Menko Luhut juga menjelaskan kepada Kardinal Turkson tindakan yang telah dilakukan Indonesia dalam aspek lingkungan hidup. Luhut memberi contoh mengenai pembersihan sungai Citarum yang sempat dicap sebagai sungai terkotor itu. Pembersihan itu tidak hanya dilakukan oleh masyarakat sipil, tetapi juga melibatkan ribuan personel TNI dan Polri.

Kardinal Turkson mengapresiasi usaha-usaha pemerintah dalam mengatasi berbagai masalah lingkungan termasuk pencurian ikan dan kebakaran hutan.

Sebelum bertemu Kardinal Turkson, Menko Luhut mengikuti audiensi umum yang diadakan di St, Peter’s Square bersama ratusan umat lainnya. Menko Luhut mendapat kesempatan berjabat tangan dengan Paus Fransiskus dan menyampaikan undangan dari Presiden Joko Widodo agar Paus bersedia berkunjung ke Indonesia.

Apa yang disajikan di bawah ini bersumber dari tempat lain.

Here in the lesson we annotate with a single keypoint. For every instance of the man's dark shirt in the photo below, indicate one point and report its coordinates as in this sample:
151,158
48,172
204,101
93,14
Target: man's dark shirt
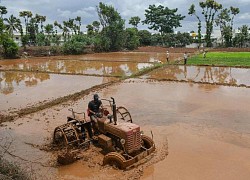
94,106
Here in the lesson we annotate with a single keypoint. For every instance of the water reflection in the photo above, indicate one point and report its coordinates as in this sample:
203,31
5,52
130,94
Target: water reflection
19,89
11,80
77,67
221,75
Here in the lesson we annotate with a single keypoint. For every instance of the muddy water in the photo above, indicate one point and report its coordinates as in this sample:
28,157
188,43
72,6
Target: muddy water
222,75
21,89
200,131
75,66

“Saya tadi menyampaikan undangan dari Presiden kepada Yang Mulia Paus Fransiskus dan ia mengatakan bersedia,” ungkap Luhut.

Bertemu Mitra Kolombia

Petang harinya, Luhut bersama Tim Negosiasi juga bertemu dengan Menteri Pertanian dan Pembangunan Perdesaan Kolombia, Juan Guillermo Zuluaga di KBRI di Den Haag. Pada kesempatan tersebut, Luhut mengundang Zuluaga untuk berpartispasi dalam seminar yang akan diselenggarakan di Vatican.

Kedua menteri bertukar informasi mengenai kebijakan dan tindakan yang sudah dilakukan serta rencana kerja bersama dalam menghadapi ancaman rencana penghapusan pembelian produk biodiesel berbahan dasar sawit oleh Uni Eropa.

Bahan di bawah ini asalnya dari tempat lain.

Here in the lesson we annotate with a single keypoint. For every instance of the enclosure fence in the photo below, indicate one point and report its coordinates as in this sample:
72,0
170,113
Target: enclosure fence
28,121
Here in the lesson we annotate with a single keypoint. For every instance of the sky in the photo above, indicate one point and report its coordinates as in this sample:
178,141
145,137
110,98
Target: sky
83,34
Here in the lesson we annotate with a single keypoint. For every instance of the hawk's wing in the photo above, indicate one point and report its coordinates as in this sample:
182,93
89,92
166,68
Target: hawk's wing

Menteri Zuluaga mengungkapkan bahwa Ia juga telah melakukan hal yang sama, bertemu dengan beberapa unsur Uni Eropa di Brussels dan sejumlah anggota Parlemen di Belanda. Menko Luhut memberitahukan kepada Menteri Zuluaga bahwa PM Najib dari Malaysia juga bersedia melakukan hal yang sama.

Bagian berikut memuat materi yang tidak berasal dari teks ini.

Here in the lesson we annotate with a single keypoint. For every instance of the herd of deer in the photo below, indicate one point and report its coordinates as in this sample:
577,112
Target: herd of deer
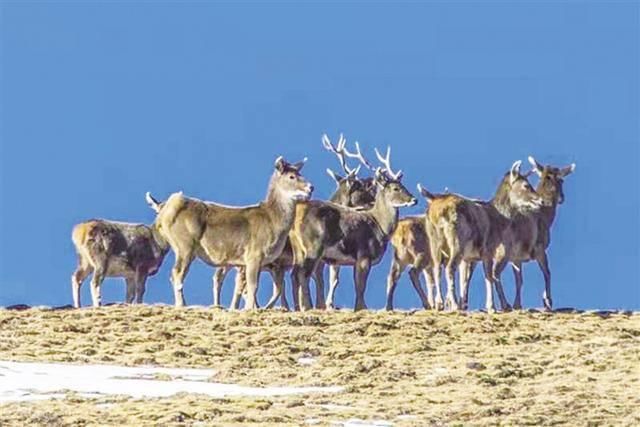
288,231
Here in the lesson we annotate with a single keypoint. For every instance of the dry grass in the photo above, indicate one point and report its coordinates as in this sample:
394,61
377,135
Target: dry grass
443,369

Kolombia merupakan penghasil kelapa sawit terbesar keempat di dunia dengan produksi 1,28 juta ton per tahun.  “Bagi negara kami, rencana Uni Eropa ini cukup mengganggu, karena ada sekitar 5.000 hektar kelapa sawit di Kolombia yang dimiliki petani atau pengusaha kecil menengah. Saya melakukan hal yang sama dengan Anda. Kami melakukan berbagai pertemuan dan meluruskan pandangan-pandangan yang salah tentang kelapa sawit, seperti dampak kelapa sawit untuk kesehatan. Tuduhan itu sama sekali tidak berdasar,” kata Menteri Zuluaga.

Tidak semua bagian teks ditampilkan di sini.